Senada, Riefqi juga menilai usaha India bukan sebagai upaya merapat ke Beijing.

“Saya kira persoalannya tidak sesederhana itu. Karena persaingan antar keduanya [India-China] cukup mendalam,” kata dia.

Riefqi menyoroti pembelian minyak New Delhi dari Rusia berkaitan dengan sejauh mana kedekatan India dan AS, melalui QUAD, terjalin.

“Tidak akan semudah itu berpengaruh kepada China,” tutur dia lagi.

Baginya, New Delhi memainkan perang diplomasi yang canggih.

Ia memaparkan secara tradisional India menjaga hubungan dengan Rusia. Namun, akhir-akhir ini mereka mengembangkan hubungan dengan AS melalui kerangka Indo-Pasifik.

“India bermain lebih seimbang dalam hubungan dengan Rusia, dan hubungan dengan AS,” imbuh Riefqi.

Namun, dia juga tak menampik rivalitas yang menguat di dua negara tersebut.

Di bidang kesehatan misalnya, China memproduksi vaksin buatan sendiri. India pun tak mau kalah turut membuat vaksin sendiri.

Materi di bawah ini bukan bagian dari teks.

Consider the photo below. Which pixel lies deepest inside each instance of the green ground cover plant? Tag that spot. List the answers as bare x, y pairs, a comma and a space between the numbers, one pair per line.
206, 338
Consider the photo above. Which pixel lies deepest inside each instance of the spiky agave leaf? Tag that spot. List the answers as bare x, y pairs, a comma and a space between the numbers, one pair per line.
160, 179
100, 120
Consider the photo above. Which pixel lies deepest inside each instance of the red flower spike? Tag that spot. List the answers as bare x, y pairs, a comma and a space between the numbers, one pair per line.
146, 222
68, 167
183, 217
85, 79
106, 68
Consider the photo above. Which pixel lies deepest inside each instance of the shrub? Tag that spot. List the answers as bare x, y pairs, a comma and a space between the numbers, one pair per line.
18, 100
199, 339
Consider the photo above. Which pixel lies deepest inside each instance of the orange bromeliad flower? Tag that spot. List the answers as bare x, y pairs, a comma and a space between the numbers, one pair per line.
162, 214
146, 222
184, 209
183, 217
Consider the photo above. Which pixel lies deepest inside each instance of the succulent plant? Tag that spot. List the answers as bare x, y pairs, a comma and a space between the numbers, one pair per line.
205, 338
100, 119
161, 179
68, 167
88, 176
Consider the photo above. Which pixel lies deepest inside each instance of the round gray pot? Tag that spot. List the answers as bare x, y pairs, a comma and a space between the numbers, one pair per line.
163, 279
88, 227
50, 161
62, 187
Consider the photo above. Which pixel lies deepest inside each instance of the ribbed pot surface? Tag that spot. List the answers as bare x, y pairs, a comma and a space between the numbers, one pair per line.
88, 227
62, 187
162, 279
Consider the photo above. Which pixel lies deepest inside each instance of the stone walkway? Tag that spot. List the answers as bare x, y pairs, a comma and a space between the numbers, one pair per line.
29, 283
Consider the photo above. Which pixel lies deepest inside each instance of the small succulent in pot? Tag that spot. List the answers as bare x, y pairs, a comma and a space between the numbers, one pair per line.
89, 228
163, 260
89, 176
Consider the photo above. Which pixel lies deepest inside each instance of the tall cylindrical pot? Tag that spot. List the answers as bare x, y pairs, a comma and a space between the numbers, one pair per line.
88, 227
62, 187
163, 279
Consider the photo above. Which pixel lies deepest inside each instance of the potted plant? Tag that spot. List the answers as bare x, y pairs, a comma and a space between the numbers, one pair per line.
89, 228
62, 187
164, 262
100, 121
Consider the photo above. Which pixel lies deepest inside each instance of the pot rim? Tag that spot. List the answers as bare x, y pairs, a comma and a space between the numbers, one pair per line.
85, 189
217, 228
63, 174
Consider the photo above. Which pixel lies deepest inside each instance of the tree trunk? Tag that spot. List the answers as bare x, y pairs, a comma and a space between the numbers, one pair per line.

Perseteruan India-China semakin tampak di Samudra Hindia. Akhir Juli lalu, New Delhi meluncurkan kapal induk, INS Vikrant, yang bertujuan membungkam Beijing di perairan itu.

Beijing pun tampak khawatir. Media pemerintah China, Global Times, sampai-sampai memuat komentar pengamat bahwa kapal induk itu cuma berukuran medium. Sementara itu, kapal induk Beijing, Liaoning, merupakan armada besar.